It's a tale set in a dark and dismal post war London, where rationing is still going on and people are perfectly willing to take things from a booming black market in order to supplement the meagre amounts they are living on despite the fact the war is now over and the men are home. The book opens with the discovery of a woman's body in an area of bombed out land in the east end of London, the detective investigating the murder has no idea who she is or how she comes to be lying strangled in an area of waste ground with no identification and no clue as to who is responsible for her death.
The book flits back and forward between the life of the victim Lilian Frobisher and the investigation into her death and it's circumstances. We learn that Lilian's life is not a happy one, her husband Walter has returned from war but their loveless marriage is still no better than it was before the war and in fact for Lilian life was better during the war when she'd happily spend a night with a GI or soldier in order to get access to the perks they could offer her such as stockings or a little lipstick. In fact her husband's return is making her so unhappy she dreams of running away and starting a new life where her looks will allow her to trade for a better standard of life.
From the detective's perspective he finds himself dismissing the case as one that is now ‘commonplace' in the landscape postwar, many woman are to be found selling themselves on street corners and the streets are full of many dodgy characters who will happily sell illegal wares on the blackmarket and crime really is the only career which seems to be paying.
This book was for me a really interesting one. At the time I'd been watching the BBC show, “Further Back In Time For Dinner” and I happened to be watching the week about the 1940's where they explored the attitudes to people being offered black market rations and the struggle to survive on the meagre amounts of meat that families were offered and the dreadful reconstituted foods that they had to survive on. It helped me to bring the time frame of this book to life and to perhaps understand more the state of mind that Lilian found herself in. At times she appears to be a difficult character, one who isn't always likeable but one who is clearly long suffering, struggling to find glamour in a very austere and bleak post war world and who just longs to hang onto her youth for a little longer before it fades forever. She doesn't have years ahead to wait for the good times to return as then she will have faded forever into the background where younger girls are more appealing.

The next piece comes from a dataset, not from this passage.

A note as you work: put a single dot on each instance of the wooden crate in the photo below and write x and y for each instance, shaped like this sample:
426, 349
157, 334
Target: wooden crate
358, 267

For me this book was a read that kept my interest throughout, I found myself thinking about it and it's characters throughout the day and they would keep calling me back, longing to find out more about the murder and how Lilian did come to find herself strangled. Subsequently though the ending for me didn't quite provide a fulfilling package. Now yes, we need to bear in mind that perhaps it's author only just managed to get her ideas outlined for the concluding chapters before unfortunately she passed away and you do find a difference in the descriptiveness of the last section, however for me it was around the murderer and the reasons for their actions.
I don't want to give anything away but I found that it never fully offered an explanation other than it was an effect of war. An unfortunate incident caused by a man who the war has left wounded and who cannot provide any more explanation than that. I would have personally liked a little more background to this character as he did only pop into the story in the first person tense on a couple of occasions and it might have been nice to have read a little more.
Overall, a good read and enjoyable if you like war time settings and one I think will stand out in my memory, for me a more conclusive explanation for the murder would have made it a better more comprehensive read.